The International Criminal Court in the Hague, the Netherlands. Keystone / Ed Oudenaarden

Parliament has approved a proposal to set up a legal basis for systematic Swiss cooperation with international criminal and rights tribunals.

This content was published on December 3, 2020 - 12:57
Keystone-SDA/dos

On Thursday, the Senate unanimously accepted the government’s plan to legally anchor international assistance to trials concerning violations like genocide, war crimes, or crimes against humanity.

Currently, Swiss law only covers requests for legal assistance from other nation-states. Exceptions to this – the Rwandan and Yugoslav tribunals, as well as the International Criminal Court (ICC) in the Hague – were covered by two specific laws in 1995 and 2001.

Some criminal tribunals however have been spurned by Bern due to a lack of legal basis for providing assistance.
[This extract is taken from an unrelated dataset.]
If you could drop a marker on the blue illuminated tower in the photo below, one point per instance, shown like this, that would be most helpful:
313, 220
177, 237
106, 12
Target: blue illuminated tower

This was notably the case in 2016 and the international investigation into the assassination of former Lebanese prime minister Rafik Hariri.

According to a parliamentary committee, the same legal gaps could also potentially block cooperation with the Geneva-based “MechanismExternal link” looking into breaches of international law in Syria.

Cooperation with international investigations into non-human rights violations, such as murder, will also be possible if they are based on United Nations resolutions which Switzerland supports, the law foresees.

As for how it operates in practice, it will not be hugely different from the legal assistance offered to other states, and it will not involve any obligation on the part of Switzerland.

The text has already been accepted by the House of Representatives.